Face à l’assistance public et tournant le dos à Cohn-Bendit, Joly s’est livrée à un réquisitoire contre le traité budgétaire, arguant que, selon elle, "le prix à payer était trop lourd" pour les peuples et que l’austérité ne marchait pas. Une intervention chaudement applaudie. A la sortie, Joly s’est même permis de taquiner Cohn-Bendit, le traitant de "papy flingueur" tandis que lui n’en démordait pas : en collant aux positions du Front de gauche, Joly verse dans la démagogie.
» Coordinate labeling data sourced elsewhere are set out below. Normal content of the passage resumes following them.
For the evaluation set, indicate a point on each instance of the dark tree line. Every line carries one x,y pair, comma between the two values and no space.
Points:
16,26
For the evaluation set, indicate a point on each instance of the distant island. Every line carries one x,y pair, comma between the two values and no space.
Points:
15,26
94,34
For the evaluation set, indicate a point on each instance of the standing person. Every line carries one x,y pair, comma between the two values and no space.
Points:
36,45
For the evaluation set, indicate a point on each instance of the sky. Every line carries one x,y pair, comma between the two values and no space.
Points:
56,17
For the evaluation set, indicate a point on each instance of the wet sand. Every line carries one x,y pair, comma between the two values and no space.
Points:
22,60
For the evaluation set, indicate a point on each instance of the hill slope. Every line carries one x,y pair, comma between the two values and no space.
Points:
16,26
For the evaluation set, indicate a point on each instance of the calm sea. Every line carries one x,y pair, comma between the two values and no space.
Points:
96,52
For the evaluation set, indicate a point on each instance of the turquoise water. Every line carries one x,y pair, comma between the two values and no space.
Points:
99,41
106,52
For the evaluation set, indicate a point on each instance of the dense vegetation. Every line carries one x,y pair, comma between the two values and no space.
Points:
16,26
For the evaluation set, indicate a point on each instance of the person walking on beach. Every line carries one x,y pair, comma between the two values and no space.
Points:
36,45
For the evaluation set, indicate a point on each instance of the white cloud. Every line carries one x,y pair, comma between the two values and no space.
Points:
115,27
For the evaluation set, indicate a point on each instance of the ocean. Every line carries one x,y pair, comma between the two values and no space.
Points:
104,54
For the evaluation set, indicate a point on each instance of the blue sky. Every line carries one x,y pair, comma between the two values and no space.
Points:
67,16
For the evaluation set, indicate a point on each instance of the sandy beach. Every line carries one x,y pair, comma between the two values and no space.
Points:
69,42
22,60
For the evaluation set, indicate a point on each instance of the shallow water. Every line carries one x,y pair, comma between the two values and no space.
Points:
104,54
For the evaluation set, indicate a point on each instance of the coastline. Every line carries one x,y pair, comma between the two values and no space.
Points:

Est-ce pour lui répondre que l’ex-candidate Verte s’est aussi payé Mélenchon et ses vacances au Venezuela : "On ne peut pas demander un référendum en Europe et applaudir des deux mains l’autoritarisme tropical du président Chavez. Les abus de pouvoir ne sont pas moins cruels au soleil".
Rassurée sur sa popularité, Eva Joly n’a pour autant pas trouvé sa voie pour la suite. Missionnée par l’ONU pour enquêter sur la corruption en Afghanistan, l’ex-candidate a profité de ces journées d’été pour lancer son club politique intitulé "#engagement". Une association destinée, selon elle, à fédérer des citoyens soucieux de s’engager par exemple contre le barrage de Belo Monte au Brésil ou les gaz de schiste…Mais, à Poitiers, seuls quelques dizaines de militants sont venus assister au pot de lancement. "On n’a pas fait de pub", glissait son équipe, sûre de pouvoir fédérer des milliers de citoyens derrière l’aura de l’instructrice de l’affaire Elf.
Reste à savoir ce que veut faire Joly de ce club aux contours imprécis. Quelle place pour l’ancienne candidate dans les mois et les années qui viennent ? A cette question, ni elle ni les Verts n’ont la réponse. Veut-elle rester à Bruxelles, où elle préside la Commission Développement, après 2014 ? Pas sûr tant les rapports avec "Dany", José Bové ou Jean-Paul Besset se sont tendus. "I didn’t make my mind", répond-elle en anglais. Voudra-t-elle devenir une "conscience morale" comme le suggère un Vert ? Ou s’impliquer davantage dans les affaires internes ? L’ex-juge assure que ce n’est pas son truc et il n’est pas sûr que beaucoup de cadres écolos le souhaitent. Alors quoi ? Un de ses collègues bruxellois en est sûr : "Elle a pris une énorme claque et psychologiquement elle veut prendre sa revanche". Joly, elle, se contente de répondre, évasive : "Il faut être ouverte à ce qui se présente".